I fatti risalgono ai primi di novembre dello scorso anno, al centro commerciale Il Castello, e inizialmente sembravano avere come protagonisti, oltre alla vittima, due minorenni, presunti autori del fatto, mentre ora si scopre che con loro c’era anche un giovane maggiorenne, poco più che ventenne, fratello di uno dei due.

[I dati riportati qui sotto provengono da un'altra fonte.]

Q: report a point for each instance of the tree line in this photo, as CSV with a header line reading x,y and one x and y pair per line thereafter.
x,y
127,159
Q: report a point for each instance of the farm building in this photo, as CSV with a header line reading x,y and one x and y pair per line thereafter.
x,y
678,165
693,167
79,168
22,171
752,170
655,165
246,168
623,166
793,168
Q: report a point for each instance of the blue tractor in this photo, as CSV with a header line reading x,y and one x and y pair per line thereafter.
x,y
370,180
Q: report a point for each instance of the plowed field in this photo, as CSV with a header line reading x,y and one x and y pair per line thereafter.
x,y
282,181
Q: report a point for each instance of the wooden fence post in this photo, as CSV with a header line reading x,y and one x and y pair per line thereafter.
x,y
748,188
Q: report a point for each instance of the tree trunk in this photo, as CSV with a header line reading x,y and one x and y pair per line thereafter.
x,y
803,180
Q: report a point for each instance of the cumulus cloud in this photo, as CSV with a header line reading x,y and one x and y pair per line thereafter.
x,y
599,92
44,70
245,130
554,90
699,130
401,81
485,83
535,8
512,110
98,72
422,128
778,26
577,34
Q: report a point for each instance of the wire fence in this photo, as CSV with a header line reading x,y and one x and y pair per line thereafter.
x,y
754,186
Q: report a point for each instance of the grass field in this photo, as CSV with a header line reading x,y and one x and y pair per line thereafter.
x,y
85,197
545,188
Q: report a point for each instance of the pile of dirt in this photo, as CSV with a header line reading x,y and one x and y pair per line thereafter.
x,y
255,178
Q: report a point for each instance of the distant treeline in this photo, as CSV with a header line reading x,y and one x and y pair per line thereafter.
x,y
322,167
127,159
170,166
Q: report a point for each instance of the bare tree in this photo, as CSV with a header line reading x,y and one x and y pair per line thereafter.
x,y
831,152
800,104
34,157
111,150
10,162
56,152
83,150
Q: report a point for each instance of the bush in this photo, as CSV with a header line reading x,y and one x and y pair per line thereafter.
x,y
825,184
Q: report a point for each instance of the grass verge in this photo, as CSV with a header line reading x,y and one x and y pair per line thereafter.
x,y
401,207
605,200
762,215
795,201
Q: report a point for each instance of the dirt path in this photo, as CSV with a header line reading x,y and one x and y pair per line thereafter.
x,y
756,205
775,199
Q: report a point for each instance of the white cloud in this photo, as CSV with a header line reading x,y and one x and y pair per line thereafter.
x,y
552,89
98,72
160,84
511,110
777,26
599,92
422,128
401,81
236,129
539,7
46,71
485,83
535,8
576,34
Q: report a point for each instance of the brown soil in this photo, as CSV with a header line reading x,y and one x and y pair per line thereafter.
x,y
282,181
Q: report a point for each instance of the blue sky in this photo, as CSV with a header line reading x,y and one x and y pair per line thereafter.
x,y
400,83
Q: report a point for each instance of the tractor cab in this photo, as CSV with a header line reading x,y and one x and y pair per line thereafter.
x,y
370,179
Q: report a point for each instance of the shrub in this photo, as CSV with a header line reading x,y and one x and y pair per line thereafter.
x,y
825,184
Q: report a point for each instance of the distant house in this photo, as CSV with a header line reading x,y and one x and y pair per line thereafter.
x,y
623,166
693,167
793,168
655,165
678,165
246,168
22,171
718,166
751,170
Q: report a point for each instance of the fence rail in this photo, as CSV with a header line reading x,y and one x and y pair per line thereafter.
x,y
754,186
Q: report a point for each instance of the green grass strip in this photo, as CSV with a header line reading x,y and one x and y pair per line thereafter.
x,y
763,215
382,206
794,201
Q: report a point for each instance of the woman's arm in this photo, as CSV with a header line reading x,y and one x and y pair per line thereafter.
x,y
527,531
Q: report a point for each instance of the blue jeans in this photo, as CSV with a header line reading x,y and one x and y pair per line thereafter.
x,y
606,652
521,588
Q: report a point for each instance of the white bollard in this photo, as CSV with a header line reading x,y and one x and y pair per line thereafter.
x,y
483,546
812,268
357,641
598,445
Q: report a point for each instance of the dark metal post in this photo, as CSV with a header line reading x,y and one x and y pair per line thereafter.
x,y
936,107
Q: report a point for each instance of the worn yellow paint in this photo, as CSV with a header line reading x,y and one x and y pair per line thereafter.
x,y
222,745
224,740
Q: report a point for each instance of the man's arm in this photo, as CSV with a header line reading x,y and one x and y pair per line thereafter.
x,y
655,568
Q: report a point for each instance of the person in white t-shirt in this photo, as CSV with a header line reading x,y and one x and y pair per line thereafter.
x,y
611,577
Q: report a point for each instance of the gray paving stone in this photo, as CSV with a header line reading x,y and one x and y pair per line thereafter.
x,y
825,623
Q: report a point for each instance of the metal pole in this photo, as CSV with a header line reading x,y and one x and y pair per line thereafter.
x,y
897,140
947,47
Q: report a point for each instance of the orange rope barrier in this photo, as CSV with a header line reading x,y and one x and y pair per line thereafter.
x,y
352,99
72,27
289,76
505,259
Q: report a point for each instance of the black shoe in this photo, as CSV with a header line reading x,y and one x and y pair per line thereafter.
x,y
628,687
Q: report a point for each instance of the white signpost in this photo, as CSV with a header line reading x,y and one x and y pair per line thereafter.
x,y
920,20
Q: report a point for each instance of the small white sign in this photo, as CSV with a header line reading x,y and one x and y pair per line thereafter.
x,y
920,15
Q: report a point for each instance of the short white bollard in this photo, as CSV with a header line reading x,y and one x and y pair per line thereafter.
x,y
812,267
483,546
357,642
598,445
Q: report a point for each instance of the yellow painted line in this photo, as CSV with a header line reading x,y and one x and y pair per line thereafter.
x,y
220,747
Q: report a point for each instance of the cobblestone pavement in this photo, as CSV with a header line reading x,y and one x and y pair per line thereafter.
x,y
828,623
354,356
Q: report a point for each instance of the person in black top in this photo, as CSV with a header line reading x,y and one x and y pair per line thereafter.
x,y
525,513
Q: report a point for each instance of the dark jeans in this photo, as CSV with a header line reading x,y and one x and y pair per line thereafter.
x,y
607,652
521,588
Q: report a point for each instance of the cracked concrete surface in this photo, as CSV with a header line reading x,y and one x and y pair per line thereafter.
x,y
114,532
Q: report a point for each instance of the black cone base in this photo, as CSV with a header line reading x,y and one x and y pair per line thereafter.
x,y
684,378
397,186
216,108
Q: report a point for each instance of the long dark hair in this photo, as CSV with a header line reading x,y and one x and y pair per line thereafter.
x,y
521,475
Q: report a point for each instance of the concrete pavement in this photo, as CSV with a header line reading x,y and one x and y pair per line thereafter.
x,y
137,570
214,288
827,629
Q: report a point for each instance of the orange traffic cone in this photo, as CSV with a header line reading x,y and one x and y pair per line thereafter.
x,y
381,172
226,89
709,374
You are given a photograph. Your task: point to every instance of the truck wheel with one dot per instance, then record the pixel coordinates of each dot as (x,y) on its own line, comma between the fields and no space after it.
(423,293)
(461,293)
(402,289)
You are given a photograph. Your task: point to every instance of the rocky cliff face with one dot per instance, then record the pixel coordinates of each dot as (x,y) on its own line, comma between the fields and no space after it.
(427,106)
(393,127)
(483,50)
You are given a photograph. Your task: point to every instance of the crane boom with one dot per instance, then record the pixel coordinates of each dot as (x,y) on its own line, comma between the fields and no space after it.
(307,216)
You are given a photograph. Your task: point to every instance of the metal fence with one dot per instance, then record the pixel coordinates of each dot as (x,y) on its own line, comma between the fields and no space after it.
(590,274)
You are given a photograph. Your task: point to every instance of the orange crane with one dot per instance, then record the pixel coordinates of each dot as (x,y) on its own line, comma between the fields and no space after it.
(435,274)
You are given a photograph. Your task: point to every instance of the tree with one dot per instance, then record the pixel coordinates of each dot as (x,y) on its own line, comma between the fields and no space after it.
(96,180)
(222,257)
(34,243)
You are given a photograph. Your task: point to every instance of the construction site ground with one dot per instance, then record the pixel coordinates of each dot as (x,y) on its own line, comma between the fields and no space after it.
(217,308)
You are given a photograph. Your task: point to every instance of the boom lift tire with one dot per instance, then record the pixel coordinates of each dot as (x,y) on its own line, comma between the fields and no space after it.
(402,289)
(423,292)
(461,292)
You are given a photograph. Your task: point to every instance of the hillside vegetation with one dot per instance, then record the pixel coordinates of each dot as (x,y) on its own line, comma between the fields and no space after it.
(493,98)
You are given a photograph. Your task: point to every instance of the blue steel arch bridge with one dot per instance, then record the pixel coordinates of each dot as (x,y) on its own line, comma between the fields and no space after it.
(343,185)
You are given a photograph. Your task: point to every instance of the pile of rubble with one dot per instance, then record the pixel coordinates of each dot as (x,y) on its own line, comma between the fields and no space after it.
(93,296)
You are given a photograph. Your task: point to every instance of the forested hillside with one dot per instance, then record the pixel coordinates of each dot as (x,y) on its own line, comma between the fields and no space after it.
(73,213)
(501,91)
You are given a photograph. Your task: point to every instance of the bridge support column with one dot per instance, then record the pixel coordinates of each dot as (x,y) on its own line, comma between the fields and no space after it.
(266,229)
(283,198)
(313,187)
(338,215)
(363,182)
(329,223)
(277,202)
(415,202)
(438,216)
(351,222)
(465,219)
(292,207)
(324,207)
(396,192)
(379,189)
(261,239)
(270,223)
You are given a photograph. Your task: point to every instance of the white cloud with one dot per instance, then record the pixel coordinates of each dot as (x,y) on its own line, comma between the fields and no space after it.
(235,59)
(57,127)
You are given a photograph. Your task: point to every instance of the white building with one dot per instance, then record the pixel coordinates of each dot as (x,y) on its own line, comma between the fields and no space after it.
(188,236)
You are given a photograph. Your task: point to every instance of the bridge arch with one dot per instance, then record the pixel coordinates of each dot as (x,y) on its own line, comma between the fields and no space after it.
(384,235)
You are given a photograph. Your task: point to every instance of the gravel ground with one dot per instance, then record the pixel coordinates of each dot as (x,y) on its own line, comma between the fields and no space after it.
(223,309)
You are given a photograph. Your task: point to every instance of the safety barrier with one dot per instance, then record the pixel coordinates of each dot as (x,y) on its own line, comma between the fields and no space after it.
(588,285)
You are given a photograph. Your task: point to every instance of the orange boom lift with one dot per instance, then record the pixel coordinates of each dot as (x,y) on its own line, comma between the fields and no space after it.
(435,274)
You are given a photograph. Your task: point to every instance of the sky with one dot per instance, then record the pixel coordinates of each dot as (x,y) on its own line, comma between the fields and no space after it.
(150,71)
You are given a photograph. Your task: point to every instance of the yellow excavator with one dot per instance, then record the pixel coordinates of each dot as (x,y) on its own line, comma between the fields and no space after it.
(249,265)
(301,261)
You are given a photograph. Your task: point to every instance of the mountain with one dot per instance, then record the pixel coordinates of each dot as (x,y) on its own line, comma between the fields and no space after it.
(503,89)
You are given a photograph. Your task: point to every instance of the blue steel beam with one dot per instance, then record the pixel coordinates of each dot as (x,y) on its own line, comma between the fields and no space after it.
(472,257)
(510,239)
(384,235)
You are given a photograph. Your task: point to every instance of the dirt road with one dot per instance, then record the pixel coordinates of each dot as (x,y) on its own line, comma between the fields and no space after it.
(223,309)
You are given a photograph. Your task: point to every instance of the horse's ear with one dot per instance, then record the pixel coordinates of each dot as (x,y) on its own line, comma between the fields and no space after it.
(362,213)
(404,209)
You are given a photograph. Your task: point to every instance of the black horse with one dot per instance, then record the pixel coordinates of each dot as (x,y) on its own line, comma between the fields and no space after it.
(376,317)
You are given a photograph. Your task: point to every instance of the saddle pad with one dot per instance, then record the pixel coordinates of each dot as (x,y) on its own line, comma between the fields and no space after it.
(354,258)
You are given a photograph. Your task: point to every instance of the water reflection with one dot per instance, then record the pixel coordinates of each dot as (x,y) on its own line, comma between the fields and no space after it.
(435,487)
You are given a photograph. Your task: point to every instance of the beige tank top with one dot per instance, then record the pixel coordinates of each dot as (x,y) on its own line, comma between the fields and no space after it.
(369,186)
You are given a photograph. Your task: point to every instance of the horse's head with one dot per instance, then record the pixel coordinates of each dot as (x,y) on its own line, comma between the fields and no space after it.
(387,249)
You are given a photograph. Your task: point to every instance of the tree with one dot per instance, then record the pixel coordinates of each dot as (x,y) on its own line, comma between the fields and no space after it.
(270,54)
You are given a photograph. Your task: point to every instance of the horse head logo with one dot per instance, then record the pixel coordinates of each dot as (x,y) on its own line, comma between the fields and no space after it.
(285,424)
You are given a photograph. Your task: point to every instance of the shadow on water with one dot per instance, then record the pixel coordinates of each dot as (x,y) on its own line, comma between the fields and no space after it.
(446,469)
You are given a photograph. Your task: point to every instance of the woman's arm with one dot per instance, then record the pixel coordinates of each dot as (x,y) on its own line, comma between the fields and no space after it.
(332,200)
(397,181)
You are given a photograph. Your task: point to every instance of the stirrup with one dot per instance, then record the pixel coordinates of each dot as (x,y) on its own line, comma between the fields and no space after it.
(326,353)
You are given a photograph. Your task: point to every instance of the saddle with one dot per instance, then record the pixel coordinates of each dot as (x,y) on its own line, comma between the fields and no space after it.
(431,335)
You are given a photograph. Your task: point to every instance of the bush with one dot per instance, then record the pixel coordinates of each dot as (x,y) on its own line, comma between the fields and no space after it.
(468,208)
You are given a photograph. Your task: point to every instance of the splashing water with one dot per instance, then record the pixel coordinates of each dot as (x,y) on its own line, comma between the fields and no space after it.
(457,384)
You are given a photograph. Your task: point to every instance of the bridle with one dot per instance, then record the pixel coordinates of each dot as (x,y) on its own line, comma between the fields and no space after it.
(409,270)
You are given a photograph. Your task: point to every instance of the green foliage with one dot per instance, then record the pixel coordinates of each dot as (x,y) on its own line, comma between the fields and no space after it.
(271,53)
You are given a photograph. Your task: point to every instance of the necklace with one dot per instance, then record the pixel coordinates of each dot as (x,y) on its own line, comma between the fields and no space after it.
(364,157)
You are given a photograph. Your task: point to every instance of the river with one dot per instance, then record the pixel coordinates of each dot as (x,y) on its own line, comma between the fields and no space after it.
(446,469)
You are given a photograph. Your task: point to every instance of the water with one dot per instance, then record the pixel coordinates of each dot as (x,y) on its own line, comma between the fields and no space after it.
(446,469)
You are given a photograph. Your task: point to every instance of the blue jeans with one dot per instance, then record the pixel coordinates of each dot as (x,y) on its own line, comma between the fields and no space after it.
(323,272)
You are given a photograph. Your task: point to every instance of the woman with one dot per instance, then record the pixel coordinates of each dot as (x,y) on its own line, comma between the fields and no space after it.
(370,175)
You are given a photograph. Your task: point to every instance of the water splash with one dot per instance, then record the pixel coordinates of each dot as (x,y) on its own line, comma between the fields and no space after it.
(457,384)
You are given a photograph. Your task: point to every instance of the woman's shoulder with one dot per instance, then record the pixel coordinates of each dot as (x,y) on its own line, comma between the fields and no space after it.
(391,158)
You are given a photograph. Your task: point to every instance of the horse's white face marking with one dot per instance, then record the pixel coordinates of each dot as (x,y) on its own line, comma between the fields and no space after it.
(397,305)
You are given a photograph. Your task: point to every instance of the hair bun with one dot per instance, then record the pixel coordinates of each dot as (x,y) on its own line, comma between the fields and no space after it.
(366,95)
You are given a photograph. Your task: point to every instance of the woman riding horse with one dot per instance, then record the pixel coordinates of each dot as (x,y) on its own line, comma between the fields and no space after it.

La notizia arriva dopo che nei suoi confronti, lo scorso 8 dicembre, gli uomini della Squadra Mobile di Ferrara hanno dato esecuzione all’ordinanza di esecuzione della custodia cautelare in carcere emessa dal gip del tribunale di Ferrara, a seguito delle indagini per la rapina aggravata subita dal minore.
II provvedimento arriva come esito di un’articolata attività investigativa svolta dalla Polizia di Stato e coordinata dalla Procura, che ha permesso di acquisire un grave quadro indiziario nei confronti dei tre indagati del gruppo che, come anticipato, utilizzando la forza intimidatrice e minacciando la vittima, si sarebbero fatti consegnare alcuni indumenti di valore indossati dal ragazzo.
Le indagini, condotte dalla Squadra Mobile, che ha ascoltato diversi testimoni e acquisito le immagini di videosorveglianza interna del centro commerciale, si sono concentrate sui diversi gruppi di ragazzi che gravitano nelle zone solitamente frequentate dagli adolescenti.
In un primo momento è stato dunque individuato il gruppo e successivamente i tre responsabili della rapina.
Le risultanze dell’attività hanno permesso di raccogliere i gravi indizi di colpevolezza nei confronti dei tre che, una volta inviati ai gip competenti del tribunale dei Minori di Bologna e alla Procura di Ferrara, hanno visto sussistere i criteri per emettere ordinanze di misure cautelari nei loro confronti.
Una custodia cautelare in carcere per i due fratelli, un maggiorenne e un minorenne, e il collocamento in comunità per l’altro minorenne.
“Resta sempre altissima – fa sapere in una nota la Polizia di Stato – sul fenomeno che vede convolti giovani del territorio ferrarese, siano essi vittime o fautori di reati in modo che tali episodi rimangono circoscritti e non sfocino in vere e proprie baby gang dedite ad attività criminose”.
Al momento sono in corso ulteriori attività di indagine per verificare altri eventi simili.